RNA isolation and qRT-PCR.
Total RNA was isolated using TRIZOL reagent (Life Technologies, USA)
according to the method of Chomczynski and Sacchi (1987). The integrity
of the samples was verified by 1% agarose gel electrophoresis and the
RNA amount in each sample was measured by spectrophotometry, as
described (Caputi, et al., 2021a).
RNA samples were subsequently subjected to DNase treatment and converted
to cDNA using the GeneAmp RNA PCR kit (Life Technologies, Italy)
according to the manufacturer’s protocol.
The qRT-PCR analysis was performed on a StepOne Real-Time PCR System
(Life Technologies, Monza, Italy) using SYBR Green PCR MasterMix (Life
Technologies, Italy), as previously reported (Caputi, et al., 2021b).
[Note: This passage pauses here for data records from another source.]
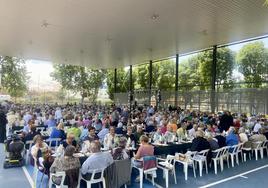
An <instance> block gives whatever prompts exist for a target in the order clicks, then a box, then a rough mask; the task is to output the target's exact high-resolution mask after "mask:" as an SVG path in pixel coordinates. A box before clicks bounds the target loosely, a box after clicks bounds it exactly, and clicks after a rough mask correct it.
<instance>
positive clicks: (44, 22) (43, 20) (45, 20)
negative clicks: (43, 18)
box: [41, 20, 49, 27]
mask: <svg viewBox="0 0 268 188" xmlns="http://www.w3.org/2000/svg"><path fill="white" fill-rule="evenodd" d="M48 25H49V23H48V22H47V21H46V20H43V21H42V24H41V26H42V27H47V26H48Z"/></svg>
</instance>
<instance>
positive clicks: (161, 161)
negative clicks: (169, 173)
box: [157, 155, 177, 187]
mask: <svg viewBox="0 0 268 188" xmlns="http://www.w3.org/2000/svg"><path fill="white" fill-rule="evenodd" d="M157 159H158V165H157V168H159V169H162V170H163V175H164V178H165V180H166V187H168V183H169V181H168V180H169V179H168V173H169V171H171V172H172V173H173V175H174V181H175V184H177V178H176V172H175V164H174V163H173V161H174V159H175V156H173V155H167V158H166V159H161V158H157Z"/></svg>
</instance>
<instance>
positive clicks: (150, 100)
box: [149, 61, 153, 105]
mask: <svg viewBox="0 0 268 188" xmlns="http://www.w3.org/2000/svg"><path fill="white" fill-rule="evenodd" d="M152 80H153V61H150V64H149V105H151V98H152Z"/></svg>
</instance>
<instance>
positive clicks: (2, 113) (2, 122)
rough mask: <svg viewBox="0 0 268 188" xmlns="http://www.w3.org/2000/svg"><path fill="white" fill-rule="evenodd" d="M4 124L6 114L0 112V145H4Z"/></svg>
mask: <svg viewBox="0 0 268 188" xmlns="http://www.w3.org/2000/svg"><path fill="white" fill-rule="evenodd" d="M1 107H2V106H1ZM6 124H7V118H6V114H5V113H4V111H3V110H0V143H4V141H5V140H6Z"/></svg>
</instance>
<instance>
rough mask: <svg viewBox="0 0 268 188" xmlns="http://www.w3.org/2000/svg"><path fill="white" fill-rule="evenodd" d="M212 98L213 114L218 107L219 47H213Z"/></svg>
mask: <svg viewBox="0 0 268 188" xmlns="http://www.w3.org/2000/svg"><path fill="white" fill-rule="evenodd" d="M211 73H212V74H211V75H212V76H211V97H210V107H211V112H213V113H214V112H215V107H216V76H217V75H216V74H217V46H216V45H215V46H213V57H212V66H211Z"/></svg>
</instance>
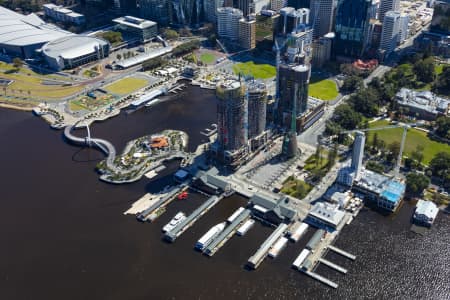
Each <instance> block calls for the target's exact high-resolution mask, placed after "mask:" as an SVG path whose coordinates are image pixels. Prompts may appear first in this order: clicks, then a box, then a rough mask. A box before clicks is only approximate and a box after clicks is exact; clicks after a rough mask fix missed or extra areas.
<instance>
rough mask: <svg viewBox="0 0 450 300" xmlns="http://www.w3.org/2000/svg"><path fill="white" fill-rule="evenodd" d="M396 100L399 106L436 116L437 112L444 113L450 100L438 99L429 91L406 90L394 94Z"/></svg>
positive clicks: (440, 97) (441, 97)
mask: <svg viewBox="0 0 450 300" xmlns="http://www.w3.org/2000/svg"><path fill="white" fill-rule="evenodd" d="M396 100H397V102H398V103H399V104H401V105H406V106H410V107H415V108H418V109H421V110H426V111H428V112H431V113H434V114H437V113H438V111H440V112H444V113H446V112H447V110H448V108H449V105H450V99H446V98H443V97H439V96H437V95H435V94H433V93H432V92H430V91H421V92H417V91H414V90H410V89H407V88H402V89H400V91H399V92H398V93H397V94H396Z"/></svg>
Relative expression of the different gene transcripts was calculated by
the Delta-Delta Ct (DDCt) method and converted to relative expression
ratio (2-DDCt) for statistical analysis (Livak & Schmittgen, 2001). All
data were normalised to the housekeeping gene glyceraldehyde-3-phosphate
dehydrogenase (GAPDH). The primers, designed using Primer 3 (Rozen &
Skaletsky, 2000) were used for PCR amplification.
pDYN forward 5′− CCTGTCCTTGTGTTCCCTGT-3′; pDYN reverse 5′-
AGAGGCAGTCAGGGTGAGAA-3′; KOR forward 5′- TTGGCTACTGGCATCATCTG-3′; KOR
reverse 5′- ACACTCTTCAAGCGCAGGAT-3′; CRF forward
5′-GCAGCGGGACTTCTGTTGA-3′; CRF reverse 5′-CGCAGCCGTTGAATTTCTTG-3′; CRFR1
forward 5′- TGCCAGGAGATTCTCAACGAA-3′; CRFR1 reverse 5′-
AAAGCCGAGATGAGGTTCCAG-3′; GAPDH forward 5′- AGACAGCCGCATCTTCTTGT-3′;
GAPDH reverse 5′- CTTGCCGTGGGTAGAGTCAT-3′.